Moving on instinct, he pushed past Bane and ran down the wooden stairs two at a time, hitting the ground full stride as he aimed towards his bike. Ignoring the legal call for a helmet in Florida, Einstein didn’t take the time to put his on, leaving it fastened to the lock on the rear of the frame. Once out on the country road, he looked in his mirrors to see three headlights gaining ground on him and twisted the throttle viciously. The bike leapt underneath him, roaring as he rode into the last piece of night, an edge of light showing along the far horizon.

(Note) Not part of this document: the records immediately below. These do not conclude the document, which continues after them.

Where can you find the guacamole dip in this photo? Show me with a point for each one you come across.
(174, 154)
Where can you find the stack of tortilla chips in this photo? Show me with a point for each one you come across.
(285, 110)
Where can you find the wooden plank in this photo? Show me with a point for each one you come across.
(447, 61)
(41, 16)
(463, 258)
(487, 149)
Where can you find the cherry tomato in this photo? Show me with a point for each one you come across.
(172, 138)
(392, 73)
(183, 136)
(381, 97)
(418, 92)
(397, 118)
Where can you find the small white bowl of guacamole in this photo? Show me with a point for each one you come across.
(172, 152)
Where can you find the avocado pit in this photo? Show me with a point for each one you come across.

Please God, keep her safe for me. She deserves to know this is real.
When he found her—because he couldn’t stand to think about a possible future where that didn’t happen—he’d tell her, first thing. The truth this time.
I think I could love you.
No decision in his life had ever felt so right.
Chapter Fifteen
Marian
The bed underneath her was so soft it felt like she was resti
ng on clouds. She sighed and rolled left, then right, giggling. There was a sharp niggling in her mind, but she ignored it to float on the clouds. “Thees nized.” That set her to giggling again, because what she’d meant to say was “this is so nice,” but it had come out garbled. “Gargd.” More giggling. Something stopped her rolling, and she blinked up to see Jim leaning over her, the expression of concern a weird overlay of the smile on his face.
“Baby, love you so much.” His words were strangely out of sync with his mouth, and she tried to focus on reading his lips. “Marian, be still. You’re going to fall off the bed.”
“No not.” She sighed. “Love too.” It was exhausting to compare what she was trying to say with what actually escaped her mouth, so she decided talking was overrated. Pushing up on one elbow, she lifted a hand to touch his face like she’d always wanted, but misjudged the distance, and her fingers whipped past, rising to the ceiling. “Uh-oh.” Her fingers fluttered like birds’ wings, and she watched them try to take flight. “Losin’ mah grip.” The pun had her giggling so hard it triggered a coughing fit, and she doubled over, hiding her mouth against her knees as she hung over the edge of the cloud-covered bed. “Das bad.”
“What did you give her?”
The angry voice shouting near her ear was familiar but wasn’t Jim’s. Marian would know his voice in a crowd, be able to pick his face and physique out in a lineup of hundreds. The hand that landed on her shoulder to tug her back onto the mattress wasn’t his either.